Anyhow, enough of impotent pessimism (and further losing my currency with our youth!) Let me share some teasers of what Chanakya’s new manifesto actually contains and then you decide if there’s anyone to implement them.

The author picks up five areas where we’re floundering. He then goes on to state their solutions if Chanakya were to solve them.

Chapter 1, on Governance
After talking about the massive misgovernance we have given to ourselves, Varma (er, Chanakya) offers a manifesto in 57 clauses.

Sample Clause 1.15: “Following elections, pre-identified coalition partners would be compulsorily committed to the declared government agenda for a lock-in period of at least three years.” Clause 1.16 logically states that “during the minimum lock-in period of three years, no coalition partner will be allowed to withdraw support to, or even defect from, the coalition partnership”. Fair points, including the definition of the “declared governance agenda”, which would be a business-like document, substantive yet focused, its purpose being to ensure that political parties eschew irresponsible political rhetoric and follow pragmatic parameters of achievable goals that can begin to be systematically implemented after assuming power.

Chapter 2, on Democracy  
The new manifesto devotes 87 clauses to this subject.

Sample what Chanakya says in Clause 2.11: “The chief election commissioner (CEC) and the comptroller and auditor general must be given powers to scrutinise and monitor all party funds. Currently, political parties merely obtain a certificate from the EC that they have submitted their annual audited statement of accounts. Clause 2.12 therefore adds: The CEC or the enforcement authority it designates should be authorised to issue show-cause notices at any time to any party when there is evidence of expenditures exceeding the known sources of income. Chanakya being Chanakya, a related clause demands that the CEC publicly announce a competition open to all registered infotech companies to device a common online accounting framework leaving as little place as possible for political parties to hide income and expenditure.

Chapter 3, on Corruption  
While the chapter goes into 111 clauses, Chanakya in clause (3.5) states: “Corruption in the funding and expenses of political parties is the fountainhead of much of the corruption in the country. It is a fact that corruption can never be eliminated in the country until substantive reform takes place in this arena.

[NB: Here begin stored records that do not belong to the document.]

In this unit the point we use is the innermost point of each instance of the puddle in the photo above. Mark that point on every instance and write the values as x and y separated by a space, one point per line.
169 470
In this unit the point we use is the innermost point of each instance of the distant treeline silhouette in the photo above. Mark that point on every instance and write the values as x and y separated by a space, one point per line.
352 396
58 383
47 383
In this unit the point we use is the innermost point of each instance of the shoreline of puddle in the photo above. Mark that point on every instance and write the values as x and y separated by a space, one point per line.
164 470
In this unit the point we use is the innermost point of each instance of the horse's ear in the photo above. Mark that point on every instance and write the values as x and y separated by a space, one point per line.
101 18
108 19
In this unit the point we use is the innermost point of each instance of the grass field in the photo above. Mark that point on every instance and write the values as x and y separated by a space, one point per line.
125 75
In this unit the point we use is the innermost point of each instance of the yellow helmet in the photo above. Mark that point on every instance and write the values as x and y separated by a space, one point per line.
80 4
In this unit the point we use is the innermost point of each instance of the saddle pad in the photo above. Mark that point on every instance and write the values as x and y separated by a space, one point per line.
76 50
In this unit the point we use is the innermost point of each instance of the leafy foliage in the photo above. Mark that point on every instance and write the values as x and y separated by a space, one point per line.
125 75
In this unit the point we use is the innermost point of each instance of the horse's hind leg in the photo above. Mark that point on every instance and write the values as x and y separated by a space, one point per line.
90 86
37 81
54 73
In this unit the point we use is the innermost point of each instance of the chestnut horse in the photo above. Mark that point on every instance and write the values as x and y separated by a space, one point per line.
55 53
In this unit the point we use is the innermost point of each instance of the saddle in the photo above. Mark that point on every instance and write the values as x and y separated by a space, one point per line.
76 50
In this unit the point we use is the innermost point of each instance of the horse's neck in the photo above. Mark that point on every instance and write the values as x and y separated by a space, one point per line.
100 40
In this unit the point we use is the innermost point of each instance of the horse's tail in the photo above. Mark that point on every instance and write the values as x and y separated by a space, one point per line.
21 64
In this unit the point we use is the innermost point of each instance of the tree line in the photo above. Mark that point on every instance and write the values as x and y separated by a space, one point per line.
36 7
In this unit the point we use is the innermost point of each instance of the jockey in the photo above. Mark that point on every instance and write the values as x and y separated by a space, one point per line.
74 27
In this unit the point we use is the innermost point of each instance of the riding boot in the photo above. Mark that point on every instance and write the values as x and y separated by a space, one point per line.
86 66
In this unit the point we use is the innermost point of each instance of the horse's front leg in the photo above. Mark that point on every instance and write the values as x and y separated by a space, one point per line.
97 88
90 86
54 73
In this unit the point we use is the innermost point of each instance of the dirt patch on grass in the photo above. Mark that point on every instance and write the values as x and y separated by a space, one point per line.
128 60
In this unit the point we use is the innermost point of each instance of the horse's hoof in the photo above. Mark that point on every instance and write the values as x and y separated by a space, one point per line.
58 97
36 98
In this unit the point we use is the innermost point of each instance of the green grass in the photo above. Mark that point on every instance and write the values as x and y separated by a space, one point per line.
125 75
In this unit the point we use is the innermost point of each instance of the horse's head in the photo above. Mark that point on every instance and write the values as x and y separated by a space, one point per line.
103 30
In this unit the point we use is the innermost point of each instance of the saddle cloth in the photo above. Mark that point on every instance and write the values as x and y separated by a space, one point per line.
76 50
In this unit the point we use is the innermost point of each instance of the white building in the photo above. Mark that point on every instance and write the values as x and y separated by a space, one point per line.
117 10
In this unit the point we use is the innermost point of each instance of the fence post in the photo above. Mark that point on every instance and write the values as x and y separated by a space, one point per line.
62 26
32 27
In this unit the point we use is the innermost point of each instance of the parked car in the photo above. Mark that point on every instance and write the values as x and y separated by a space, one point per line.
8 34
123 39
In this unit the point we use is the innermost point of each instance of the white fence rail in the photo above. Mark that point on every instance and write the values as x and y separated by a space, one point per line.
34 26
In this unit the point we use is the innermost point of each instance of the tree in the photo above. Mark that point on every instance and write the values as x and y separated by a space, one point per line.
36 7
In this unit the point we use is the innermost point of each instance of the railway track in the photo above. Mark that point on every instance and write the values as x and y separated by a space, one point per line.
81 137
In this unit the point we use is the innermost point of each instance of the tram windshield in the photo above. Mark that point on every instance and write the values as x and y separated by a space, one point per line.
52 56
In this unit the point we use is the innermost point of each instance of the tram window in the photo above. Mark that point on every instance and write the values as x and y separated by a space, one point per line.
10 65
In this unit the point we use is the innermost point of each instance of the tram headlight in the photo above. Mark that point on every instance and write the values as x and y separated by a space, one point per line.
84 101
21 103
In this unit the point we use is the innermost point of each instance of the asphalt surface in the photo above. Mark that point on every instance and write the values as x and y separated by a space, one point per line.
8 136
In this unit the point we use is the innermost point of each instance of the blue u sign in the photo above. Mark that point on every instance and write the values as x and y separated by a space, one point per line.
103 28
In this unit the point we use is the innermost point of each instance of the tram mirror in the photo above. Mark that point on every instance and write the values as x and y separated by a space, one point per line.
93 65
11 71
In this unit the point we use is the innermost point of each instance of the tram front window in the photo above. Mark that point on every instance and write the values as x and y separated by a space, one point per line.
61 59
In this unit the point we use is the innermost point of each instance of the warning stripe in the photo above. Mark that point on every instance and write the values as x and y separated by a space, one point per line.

The first major step in this direction must (therefore) be the passage of effective legislation on electoral reforms.”

Chapter 4, on Security  
There are 58 clauses in this subject.

Here is what Chanakya in clause 4.58 states: “The long-delayed agenda of police reforms must be tackled on a nationwide basis. This would not pose a problem once law and order is on the concurrent list of the constitution. Police reforms (including the protection of honest officers from vengeful politicians) should take place without delay. The supreme court has provided a blueprint of these reforms. The centre should on this basis enact a bill applicable to the country as a whole.”

Chapter 5, on Inclusive Society  
On this, Varma/Chanakya offer their manifesto in 41 clauses.

Clause 5.5 states: Schemes like MGNREGS and the Food Security Bill, seeking to guarantee food handouts and emergency employment, should be restricted to vulnerable, drought prone and famine-afflicted regions as immediate alleviation measures. For this purpose, all the government’s UID-based schemes must first focus on the biometric identification of the poorest in these areas so that necessary succour can reach them through accurately targeted government subsidies. Further, they should try and ensure that most relief should be transferred to its beneficiaries by way of cash transfer which has been shown to reduce corruption.

So, 354 clauses, and a rich and provocative manifesto. My wager is that our effete leadership, elected by a largely illiterate and myopic tribe, will do nothing about most of it except tokenism.

We like to think our tryst with great-power status is a foregone conclusion. We neither need to work hard, nor do we need to look into the mirror.
Amidst such delusion, who cares for Chanakya?